The Economics of a Jailbreak
Offense tolerates error. Defense pays for it. When a model surfaces ten possible vulnerabilities and three are real, the attacker keeps three and moves on. The defender has to run down all ten. Jailbreak severity should measure that asymmetry, not just what the model unblocks.
Qi Deng, Principal Threat Research Engineer | Aurascape
July 7th, 2026 | 🕐 6 minute read
Introduction
Anthropic’s severity framework scores what a jailbreak unblocks. The harder question is what it does to the balance between attackers and defenders.
Anthropic has proposed something the AI security field has needed: a common way to score the severity of a jailbreak. Drafted with Amazon, Microsoft, Google, and other partners, the framework rates a finding on four criteria. Capability gain asks how far past existing tools the jailbreak takes an attacker. Breadth asks how many distinct offensive tasks the same technique serves. Ease of weaponization asks how much human effort turns the technique into an attack. Discoverability asks how easily someone obtains it.
Anthropic invited industry partners to help shape the framework. This piece is our answer, written from the defender’s side of the problem.

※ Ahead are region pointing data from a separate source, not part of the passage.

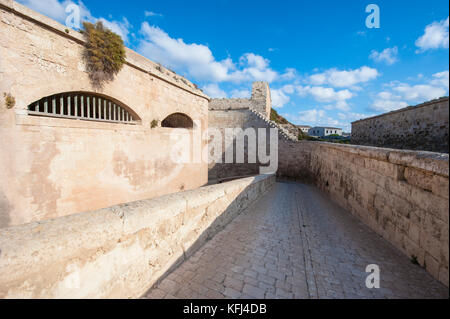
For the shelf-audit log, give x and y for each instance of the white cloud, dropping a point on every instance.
(403, 94)
(280, 97)
(198, 61)
(51, 8)
(420, 92)
(435, 37)
(57, 10)
(242, 94)
(324, 94)
(121, 28)
(344, 78)
(317, 117)
(382, 106)
(388, 56)
(441, 79)
(214, 91)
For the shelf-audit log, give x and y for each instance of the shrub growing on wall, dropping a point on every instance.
(104, 53)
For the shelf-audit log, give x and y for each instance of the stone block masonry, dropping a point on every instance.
(423, 127)
(401, 195)
(121, 251)
(55, 167)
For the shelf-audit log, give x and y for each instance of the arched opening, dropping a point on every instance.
(178, 120)
(83, 106)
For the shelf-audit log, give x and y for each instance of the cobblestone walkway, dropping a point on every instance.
(296, 243)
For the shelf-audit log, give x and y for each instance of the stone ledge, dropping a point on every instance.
(121, 251)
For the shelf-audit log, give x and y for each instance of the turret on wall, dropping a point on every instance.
(262, 101)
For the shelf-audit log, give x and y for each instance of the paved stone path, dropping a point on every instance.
(295, 243)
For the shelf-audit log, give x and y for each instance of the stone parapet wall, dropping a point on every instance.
(401, 195)
(230, 104)
(423, 127)
(121, 251)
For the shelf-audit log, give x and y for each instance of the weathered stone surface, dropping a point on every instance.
(402, 195)
(295, 243)
(422, 127)
(118, 252)
(56, 167)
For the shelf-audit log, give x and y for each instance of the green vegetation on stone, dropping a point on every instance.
(104, 53)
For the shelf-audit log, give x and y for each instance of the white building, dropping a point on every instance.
(304, 128)
(320, 131)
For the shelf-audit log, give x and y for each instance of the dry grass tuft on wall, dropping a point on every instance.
(104, 53)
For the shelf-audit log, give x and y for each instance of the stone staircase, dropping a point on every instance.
(281, 131)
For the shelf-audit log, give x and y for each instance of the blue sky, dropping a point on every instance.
(325, 67)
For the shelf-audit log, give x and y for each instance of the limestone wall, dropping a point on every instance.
(118, 252)
(230, 104)
(423, 127)
(56, 167)
(401, 195)
(244, 119)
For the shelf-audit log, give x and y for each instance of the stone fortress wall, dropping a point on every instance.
(121, 251)
(401, 195)
(54, 167)
(244, 114)
(422, 127)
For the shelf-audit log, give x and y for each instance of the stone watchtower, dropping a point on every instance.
(261, 99)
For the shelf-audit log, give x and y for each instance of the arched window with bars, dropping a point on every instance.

The short version: the four criteria are the right start, and they are half the picture. They score what a jailbreak gives the attacker. The other half is what it does to the economics of attack and defense.
Severity is Not Exposure
The four criteria take attacker uplift seriously: capability gain and breadth measure what a technique hands the attacker, while weaponization and discoverability measure how fast that uplift can spread. Together they answer the provider’s question, and answer it well: how urgently must we fix the model? What they do not yet price is the defender’s side of the same finding: the triage burden, the validation work, and the operational cost of responding. That is not a flaw to correct. It is a lens to extend.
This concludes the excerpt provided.